La surdité professionnelle est surtout causée par le volume sonore intense dans le milieu du travail. Mais la surdité pourrait aussi provenir d’une malformation congénitale de l’oreille, du conduit auditif obstrué par du cérumen, par le traumatisme ou l’infection de l’oreille, ou par le vieillissement de l’oreille. Dans des rares cas, les médicaments toxiques et les atteintes vasculaires ou virales peuvent aussi provoquer la perte auditive.

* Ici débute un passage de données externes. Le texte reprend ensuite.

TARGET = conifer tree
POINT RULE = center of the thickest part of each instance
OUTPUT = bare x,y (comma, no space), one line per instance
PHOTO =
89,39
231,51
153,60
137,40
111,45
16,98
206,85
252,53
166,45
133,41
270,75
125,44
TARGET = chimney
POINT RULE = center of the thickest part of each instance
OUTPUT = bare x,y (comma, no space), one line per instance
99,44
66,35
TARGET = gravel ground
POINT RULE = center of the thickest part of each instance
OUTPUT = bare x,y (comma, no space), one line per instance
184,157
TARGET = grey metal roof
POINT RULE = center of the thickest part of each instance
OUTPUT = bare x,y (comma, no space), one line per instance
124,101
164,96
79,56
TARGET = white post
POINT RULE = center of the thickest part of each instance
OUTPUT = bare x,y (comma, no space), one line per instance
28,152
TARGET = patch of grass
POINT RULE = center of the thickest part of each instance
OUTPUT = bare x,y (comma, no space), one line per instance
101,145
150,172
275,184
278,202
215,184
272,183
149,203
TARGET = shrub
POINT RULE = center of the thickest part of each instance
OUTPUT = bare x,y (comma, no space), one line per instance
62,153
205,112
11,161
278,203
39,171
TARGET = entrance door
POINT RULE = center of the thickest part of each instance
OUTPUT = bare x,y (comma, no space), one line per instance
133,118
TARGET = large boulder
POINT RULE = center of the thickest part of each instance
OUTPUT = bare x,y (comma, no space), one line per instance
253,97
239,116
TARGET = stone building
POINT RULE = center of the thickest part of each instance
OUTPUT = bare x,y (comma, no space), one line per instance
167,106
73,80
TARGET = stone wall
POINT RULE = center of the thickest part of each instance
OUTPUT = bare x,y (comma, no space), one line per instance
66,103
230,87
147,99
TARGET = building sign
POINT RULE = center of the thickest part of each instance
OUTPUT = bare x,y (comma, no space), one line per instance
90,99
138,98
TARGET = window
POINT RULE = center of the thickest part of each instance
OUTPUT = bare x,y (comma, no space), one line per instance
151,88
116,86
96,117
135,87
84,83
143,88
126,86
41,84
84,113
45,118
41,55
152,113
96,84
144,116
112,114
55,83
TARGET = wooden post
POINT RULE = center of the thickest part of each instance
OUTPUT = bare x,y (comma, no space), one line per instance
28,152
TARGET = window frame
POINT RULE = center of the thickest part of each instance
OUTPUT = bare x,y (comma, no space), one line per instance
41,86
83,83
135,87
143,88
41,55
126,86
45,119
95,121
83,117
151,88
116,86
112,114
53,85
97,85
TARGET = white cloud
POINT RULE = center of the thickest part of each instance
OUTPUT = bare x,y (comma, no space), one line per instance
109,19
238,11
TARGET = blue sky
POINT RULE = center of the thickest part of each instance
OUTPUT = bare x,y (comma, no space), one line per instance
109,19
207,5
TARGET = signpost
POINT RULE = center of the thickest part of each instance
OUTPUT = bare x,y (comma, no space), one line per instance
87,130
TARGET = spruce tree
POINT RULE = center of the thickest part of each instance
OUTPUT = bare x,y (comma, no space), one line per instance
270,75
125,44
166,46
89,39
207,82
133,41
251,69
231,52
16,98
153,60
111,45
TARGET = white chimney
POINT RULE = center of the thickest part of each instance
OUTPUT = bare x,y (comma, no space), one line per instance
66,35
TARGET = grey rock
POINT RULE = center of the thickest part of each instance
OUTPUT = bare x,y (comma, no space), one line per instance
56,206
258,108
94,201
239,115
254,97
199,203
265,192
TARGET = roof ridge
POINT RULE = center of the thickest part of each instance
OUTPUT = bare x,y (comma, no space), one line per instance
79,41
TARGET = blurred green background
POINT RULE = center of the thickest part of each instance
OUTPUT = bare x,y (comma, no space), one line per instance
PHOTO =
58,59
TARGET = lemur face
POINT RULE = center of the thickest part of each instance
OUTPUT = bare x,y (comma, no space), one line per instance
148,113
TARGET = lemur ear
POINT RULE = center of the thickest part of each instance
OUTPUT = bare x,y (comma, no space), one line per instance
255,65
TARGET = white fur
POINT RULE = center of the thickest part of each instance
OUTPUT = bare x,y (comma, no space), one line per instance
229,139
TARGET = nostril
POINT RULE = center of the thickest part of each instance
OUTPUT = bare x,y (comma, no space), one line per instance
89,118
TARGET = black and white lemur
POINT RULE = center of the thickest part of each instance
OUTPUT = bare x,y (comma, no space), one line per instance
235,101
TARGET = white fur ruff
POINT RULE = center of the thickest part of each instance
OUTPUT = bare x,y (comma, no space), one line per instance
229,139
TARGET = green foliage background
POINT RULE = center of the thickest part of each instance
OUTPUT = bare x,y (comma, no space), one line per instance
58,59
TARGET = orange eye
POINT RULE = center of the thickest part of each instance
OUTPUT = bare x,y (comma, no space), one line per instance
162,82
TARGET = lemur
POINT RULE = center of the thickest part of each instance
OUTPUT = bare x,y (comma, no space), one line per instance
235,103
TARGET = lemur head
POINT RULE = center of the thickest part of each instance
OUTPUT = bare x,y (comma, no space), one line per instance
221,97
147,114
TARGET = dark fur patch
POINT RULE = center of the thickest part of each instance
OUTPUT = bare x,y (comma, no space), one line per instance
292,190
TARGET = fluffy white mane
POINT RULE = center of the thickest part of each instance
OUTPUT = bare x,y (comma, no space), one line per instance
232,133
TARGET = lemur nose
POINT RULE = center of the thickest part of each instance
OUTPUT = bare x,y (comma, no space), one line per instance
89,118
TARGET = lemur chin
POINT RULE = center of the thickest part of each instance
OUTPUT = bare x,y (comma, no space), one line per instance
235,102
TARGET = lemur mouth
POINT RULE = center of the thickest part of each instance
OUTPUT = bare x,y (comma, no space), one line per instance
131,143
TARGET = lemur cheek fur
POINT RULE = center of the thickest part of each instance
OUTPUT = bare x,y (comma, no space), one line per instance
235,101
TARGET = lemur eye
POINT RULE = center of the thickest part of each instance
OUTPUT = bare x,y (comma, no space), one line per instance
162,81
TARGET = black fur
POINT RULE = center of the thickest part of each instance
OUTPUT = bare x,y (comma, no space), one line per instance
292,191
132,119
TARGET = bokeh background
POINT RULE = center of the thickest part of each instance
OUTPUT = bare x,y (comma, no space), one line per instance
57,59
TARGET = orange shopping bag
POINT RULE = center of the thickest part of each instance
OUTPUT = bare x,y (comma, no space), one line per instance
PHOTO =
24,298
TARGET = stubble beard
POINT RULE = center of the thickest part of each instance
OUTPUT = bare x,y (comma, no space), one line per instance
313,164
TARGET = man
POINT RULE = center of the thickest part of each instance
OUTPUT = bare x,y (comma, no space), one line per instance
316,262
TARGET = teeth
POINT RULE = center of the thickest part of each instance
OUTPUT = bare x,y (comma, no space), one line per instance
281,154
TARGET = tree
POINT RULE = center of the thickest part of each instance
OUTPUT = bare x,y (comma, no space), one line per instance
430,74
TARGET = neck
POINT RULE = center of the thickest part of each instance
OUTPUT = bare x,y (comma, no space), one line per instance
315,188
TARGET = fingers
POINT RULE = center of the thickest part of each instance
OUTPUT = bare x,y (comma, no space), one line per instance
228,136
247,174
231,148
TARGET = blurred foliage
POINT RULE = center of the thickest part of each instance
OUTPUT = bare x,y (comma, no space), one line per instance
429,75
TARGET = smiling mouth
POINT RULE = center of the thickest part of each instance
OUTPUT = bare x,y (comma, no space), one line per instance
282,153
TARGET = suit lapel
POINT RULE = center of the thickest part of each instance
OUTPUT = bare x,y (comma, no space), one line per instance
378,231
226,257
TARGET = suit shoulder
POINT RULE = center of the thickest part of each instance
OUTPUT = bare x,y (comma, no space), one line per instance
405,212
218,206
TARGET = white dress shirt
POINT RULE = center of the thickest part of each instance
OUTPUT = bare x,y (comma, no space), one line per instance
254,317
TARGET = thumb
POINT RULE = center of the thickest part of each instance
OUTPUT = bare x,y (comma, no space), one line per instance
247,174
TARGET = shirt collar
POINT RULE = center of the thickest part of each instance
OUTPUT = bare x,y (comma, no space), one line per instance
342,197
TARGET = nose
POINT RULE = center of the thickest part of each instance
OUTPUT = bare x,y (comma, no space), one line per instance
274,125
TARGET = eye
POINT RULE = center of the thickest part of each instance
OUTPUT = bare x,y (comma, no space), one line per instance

Dans le cas de vieillissement de l’oreille causé par la presbyacousie, le patient entend la personne qui l’interpelle mais il ne comprend rien. Dans le cas de l’hypoacousie ou surdité causée par l’environnement au travail, le patient affiche une diminution progressive de sa capacité auditive. Cette phase peut durer des années puis il commence à ne plus entendre des voix aiguës. Il peut retrouver son audition s’il n’y a pas de sons. Mais son entourage va remarquer de la hausse du volume de la télévision et que ses proches doivent aussi répéter leurs questions plusieurs fois.

L’audiométrie permet d’estimer l’état de la perte auditive. Ce test doit être effectué dans un cabinet insonorisé dans les 3 jours après l’arrêt à l’exposition aux risques. Le déficit de l’acuité auditive doit être supérieur à 35 dB sur la moyenne du calcul de la perte auditive sur la fréquence de 500 hz, 1 000 Hz, 2 000 Hz.
Le plus souvent, le médecin traitant prescrit l’utilisation des antibiotiques et anti-inflammatoires pour corriger le déficit auditif. S’il s’agit d’une grosseur tumorale ou d’une atteinte osseuse, le traitement chirurgical est le plus approprié. Si la perte de l’audition est invalidante, le port d’une prothèse auditive permet à la personne d’avoir une audition normale. Dans tous les cas, les employeurs doivent amortir les zones de dangers ou de chocs, nettoyer les canalisations d’air et effectuer l’entretien régulier des chaînes.